PageContentSaveComplete_5588433 userAgent column is null that might be actually correct but let's check it out

Edit: userAgent column on that table is null, so it seems this schema is correct

MobileWikiAppArticleSuggestions_10590869_15423246 event_pageTitle is null

Edit: event_pageTitle is null also in the original schema so it seems this schema is correct

I just did some spot checking, we probably need to take a look at these to see if these are issues and if so, if they can be fixed globally (cc @Milimetric )

Some comments:

We do not need to scoop the following tables as that data exists on events database and mediawiki_history, let's remove them from the backup directory.
... [everything like /wmf/data/archive/backup/mysql/eventlogging-all-old-tables/sqoop-import-log-mediawiki_page_*]

Done

@Nuria it seems to me all the other issues you found are not issues? I had looked at null columns too to make sure they match the source and I didn't find any problems. So we can call the data good and move on as far as I can tell?

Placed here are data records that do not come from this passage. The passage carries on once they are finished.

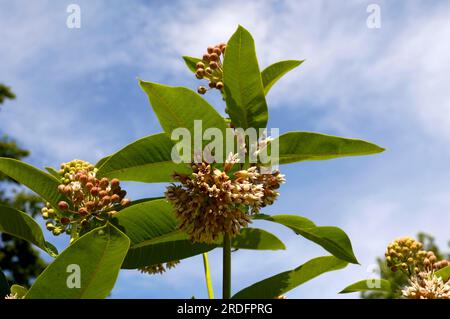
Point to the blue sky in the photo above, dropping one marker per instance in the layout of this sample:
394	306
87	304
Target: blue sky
78	98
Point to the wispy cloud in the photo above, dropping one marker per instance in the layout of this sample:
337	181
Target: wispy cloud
78	98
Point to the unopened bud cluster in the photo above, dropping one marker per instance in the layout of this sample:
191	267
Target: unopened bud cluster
89	203
210	202
159	268
210	68
426	285
406	254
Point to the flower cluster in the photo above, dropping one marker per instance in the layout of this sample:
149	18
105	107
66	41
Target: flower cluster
426	285
13	296
90	201
210	68
210	202
406	254
159	268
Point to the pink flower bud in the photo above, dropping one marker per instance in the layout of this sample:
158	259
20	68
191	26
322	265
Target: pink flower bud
63	205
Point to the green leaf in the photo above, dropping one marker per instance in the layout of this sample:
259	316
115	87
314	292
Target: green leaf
274	72
4	286
332	239
152	229
191	62
21	225
255	238
98	254
155	237
444	273
38	181
18	291
277	285
245	99
368	285
308	146
178	107
145	160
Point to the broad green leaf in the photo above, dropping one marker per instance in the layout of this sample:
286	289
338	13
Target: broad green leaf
278	285
43	184
179	107
21	225
145	160
255	238
245	99
368	285
274	72
191	62
308	146
18	291
170	247
152	229
155	238
332	239
4	286
444	273
96	257
53	172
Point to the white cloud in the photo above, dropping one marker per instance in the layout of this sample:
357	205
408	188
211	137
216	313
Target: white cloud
390	83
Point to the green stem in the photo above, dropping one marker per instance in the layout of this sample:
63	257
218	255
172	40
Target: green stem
226	266
208	277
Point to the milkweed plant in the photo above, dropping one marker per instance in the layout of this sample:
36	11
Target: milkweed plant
221	173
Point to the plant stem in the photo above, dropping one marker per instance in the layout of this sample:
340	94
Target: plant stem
208	277
226	266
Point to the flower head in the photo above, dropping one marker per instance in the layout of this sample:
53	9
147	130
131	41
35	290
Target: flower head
426	285
90	201
210	202
159	268
210	68
406	254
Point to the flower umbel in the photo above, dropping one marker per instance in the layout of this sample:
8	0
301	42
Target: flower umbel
90	201
210	202
426	285
210	68
406	254
159	268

Once we agree on proceeding, I'll probably reimage db1108 to Buster wiping all the data to start fresh, keep it in mind before giving me the green light :) (we do have a backup on HDFS though).

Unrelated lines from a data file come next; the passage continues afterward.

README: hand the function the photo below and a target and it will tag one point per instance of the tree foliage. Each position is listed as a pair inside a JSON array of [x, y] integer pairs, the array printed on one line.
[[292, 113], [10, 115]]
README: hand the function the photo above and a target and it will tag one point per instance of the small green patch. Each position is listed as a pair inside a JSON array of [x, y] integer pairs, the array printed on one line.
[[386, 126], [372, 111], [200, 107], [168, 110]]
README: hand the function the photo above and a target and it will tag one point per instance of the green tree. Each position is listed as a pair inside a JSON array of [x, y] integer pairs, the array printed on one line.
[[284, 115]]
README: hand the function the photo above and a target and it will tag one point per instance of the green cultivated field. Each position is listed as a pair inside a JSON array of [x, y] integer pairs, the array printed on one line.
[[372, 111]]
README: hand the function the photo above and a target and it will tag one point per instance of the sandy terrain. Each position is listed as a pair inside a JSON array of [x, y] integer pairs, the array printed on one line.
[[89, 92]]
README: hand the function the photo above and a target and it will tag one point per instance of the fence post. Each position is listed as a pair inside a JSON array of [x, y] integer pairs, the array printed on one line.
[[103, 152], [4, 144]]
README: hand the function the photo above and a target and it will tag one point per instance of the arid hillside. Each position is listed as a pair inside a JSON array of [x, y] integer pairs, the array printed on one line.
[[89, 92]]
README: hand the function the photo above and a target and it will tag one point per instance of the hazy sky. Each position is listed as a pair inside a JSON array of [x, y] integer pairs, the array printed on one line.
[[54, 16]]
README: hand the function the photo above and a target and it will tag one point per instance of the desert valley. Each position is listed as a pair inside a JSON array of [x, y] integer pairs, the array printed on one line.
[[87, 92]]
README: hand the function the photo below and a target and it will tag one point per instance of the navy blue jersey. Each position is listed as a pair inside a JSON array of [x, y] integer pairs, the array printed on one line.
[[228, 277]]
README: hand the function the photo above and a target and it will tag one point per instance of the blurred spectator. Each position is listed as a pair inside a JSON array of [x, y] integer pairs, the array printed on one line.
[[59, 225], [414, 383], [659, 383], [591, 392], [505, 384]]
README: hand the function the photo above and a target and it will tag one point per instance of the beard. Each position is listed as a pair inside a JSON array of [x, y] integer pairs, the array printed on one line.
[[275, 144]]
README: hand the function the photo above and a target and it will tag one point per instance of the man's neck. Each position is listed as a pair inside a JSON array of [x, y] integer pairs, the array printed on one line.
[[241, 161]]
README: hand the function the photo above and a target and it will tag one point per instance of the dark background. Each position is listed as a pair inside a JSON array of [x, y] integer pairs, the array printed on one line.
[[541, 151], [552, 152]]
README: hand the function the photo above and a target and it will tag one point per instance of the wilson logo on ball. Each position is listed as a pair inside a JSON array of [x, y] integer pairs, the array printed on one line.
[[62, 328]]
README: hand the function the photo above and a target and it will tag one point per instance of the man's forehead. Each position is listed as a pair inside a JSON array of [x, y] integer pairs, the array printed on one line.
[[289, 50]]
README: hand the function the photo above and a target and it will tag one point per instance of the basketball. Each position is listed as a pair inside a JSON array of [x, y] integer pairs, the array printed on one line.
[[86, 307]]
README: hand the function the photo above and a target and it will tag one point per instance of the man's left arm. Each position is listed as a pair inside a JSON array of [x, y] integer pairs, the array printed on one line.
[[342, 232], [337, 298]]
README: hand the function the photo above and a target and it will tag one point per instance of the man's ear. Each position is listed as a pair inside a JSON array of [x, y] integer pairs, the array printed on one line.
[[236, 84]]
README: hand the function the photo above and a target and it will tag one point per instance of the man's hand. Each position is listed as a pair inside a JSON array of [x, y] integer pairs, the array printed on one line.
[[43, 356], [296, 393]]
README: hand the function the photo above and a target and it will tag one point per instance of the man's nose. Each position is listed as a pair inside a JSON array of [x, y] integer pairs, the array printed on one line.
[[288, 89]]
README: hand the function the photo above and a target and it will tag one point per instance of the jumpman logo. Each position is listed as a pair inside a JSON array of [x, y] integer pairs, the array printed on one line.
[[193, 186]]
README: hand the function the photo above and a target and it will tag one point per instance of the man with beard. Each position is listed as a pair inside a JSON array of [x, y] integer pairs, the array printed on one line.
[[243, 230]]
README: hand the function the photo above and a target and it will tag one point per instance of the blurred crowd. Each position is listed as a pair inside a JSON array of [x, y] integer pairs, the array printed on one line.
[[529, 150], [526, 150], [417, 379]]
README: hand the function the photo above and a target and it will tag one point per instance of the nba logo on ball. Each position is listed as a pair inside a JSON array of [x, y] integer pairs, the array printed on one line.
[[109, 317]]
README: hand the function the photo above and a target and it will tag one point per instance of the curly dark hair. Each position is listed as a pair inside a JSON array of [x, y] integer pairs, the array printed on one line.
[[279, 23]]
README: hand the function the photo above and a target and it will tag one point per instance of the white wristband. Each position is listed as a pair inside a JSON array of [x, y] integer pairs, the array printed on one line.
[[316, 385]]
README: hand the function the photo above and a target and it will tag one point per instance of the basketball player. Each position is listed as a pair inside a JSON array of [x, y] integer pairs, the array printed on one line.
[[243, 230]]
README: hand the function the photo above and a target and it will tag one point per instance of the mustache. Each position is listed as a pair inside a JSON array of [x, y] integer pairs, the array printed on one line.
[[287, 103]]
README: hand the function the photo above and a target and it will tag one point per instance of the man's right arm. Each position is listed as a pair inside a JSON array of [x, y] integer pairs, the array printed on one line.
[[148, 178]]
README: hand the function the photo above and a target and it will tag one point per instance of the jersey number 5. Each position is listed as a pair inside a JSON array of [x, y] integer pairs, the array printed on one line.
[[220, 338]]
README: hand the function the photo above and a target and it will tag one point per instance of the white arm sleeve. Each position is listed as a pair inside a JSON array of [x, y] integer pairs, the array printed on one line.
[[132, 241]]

Spot checked also TaskRecommendation_9266319, WikimediaBlogVisit_5308166, ServerSideAccountCreation_17706338, QuickSurveysResponses_15266417, UploadWizardStep_18973101

I think we can call the export good (yay!) and move on with decomissioning machine, thanks @Milimetric for the ALWAYS FUN scoop work

This one wasn't bad! If we ever need to sqoop a bunch of tables, the python script I wrote should be almost-generic. Basically, it seems we had already caught all the edge cases with our other sqoop work. Applying all of them at once, generically to the schemas as read from INFORMATION_SCHEMA seems to just work.

@Nuria @Milimetric do I have the green light to wipe db1108 and reimage it to Buster? I'll then apply the new config to become our backup db node.